Multi-Level Attribute-Guided-Based Adaptive Multi-Dilated Convolutional Network for Image Aesthetic Assessment.
Sumei Li, Mingxuan Xie, Wei Xiang
Abstract
Open AccessImage aesthetic assessment (IAA) is crucial for both scientific research and practical applications, and numerous studies have achieved promising performance. However, they still exhibit two major limitations: the neglect of hierarchical interactions between attribute features and aesthetic features, and the distortion of the original aspect ratio during image preprocessing, which leads to a loss of aesthetic information. To address these issues, we propose a Multi-level Attribute-Guided Adaptive Multi-Dilated Convolutional Network (MAADN), which leverages multi-level attribute features to guide aesthetic assessment and reduces the negative impact of image preprocessing through adaptive dilated convolution. Specifically, we employ a dual-branch architecture: one branch extracts multi-level attribute features, while the other learns aesthetic features under the guidance of these attributes. We further design an Attention-based Attribute-Guided Aesthetic Module (AGAM), which utilizes visual attention mechanisms to enhance the guidance of attributes.
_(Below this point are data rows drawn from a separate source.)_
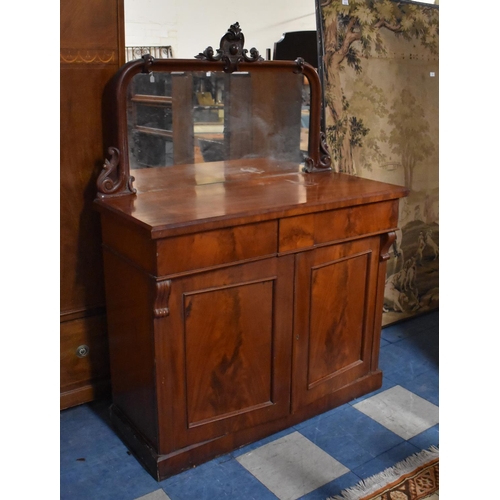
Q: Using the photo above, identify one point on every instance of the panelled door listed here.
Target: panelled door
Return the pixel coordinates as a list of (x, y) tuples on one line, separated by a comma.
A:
[(335, 291)]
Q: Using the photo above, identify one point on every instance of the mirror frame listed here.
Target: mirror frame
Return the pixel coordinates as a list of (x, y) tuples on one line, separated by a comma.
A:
[(115, 178)]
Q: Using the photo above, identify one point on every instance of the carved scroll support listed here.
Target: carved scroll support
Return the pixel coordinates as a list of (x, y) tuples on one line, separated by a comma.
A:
[(161, 309), (387, 241), (231, 51), (112, 183), (325, 160)]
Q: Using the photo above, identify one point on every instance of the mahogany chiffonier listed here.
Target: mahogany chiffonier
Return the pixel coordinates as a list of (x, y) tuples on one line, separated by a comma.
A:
[(244, 295)]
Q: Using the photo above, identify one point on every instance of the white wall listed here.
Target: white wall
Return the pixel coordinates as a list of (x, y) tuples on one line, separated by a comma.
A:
[(189, 26)]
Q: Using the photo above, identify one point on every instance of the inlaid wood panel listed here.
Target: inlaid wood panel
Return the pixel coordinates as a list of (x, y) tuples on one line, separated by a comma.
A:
[(91, 51), (334, 322)]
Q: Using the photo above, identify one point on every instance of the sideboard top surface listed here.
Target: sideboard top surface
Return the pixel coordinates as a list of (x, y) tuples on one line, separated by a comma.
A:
[(179, 199)]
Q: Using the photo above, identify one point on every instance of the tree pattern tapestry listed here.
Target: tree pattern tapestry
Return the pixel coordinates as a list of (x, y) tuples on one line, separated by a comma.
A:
[(381, 108)]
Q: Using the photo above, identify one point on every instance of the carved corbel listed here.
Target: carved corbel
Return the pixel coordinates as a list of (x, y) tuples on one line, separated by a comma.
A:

Additionally, we design an Adaptive Multi-Dilate Rate Convolution Module (AMDM) that generates weights adaptively through the network to fuse dilated convolution features with different dilation rates, rather than simply calculating weights based on aspect ratios. This approach effectively alleviates the negative effects of image preprocessing while maintaining training flexibility. Extensive experimental results demonstrate that the proposed model outperforms current state-of-the-art approaches. Furthermore, visual analysis confirms MAADN's precise localization capability for aesthetically critical regions.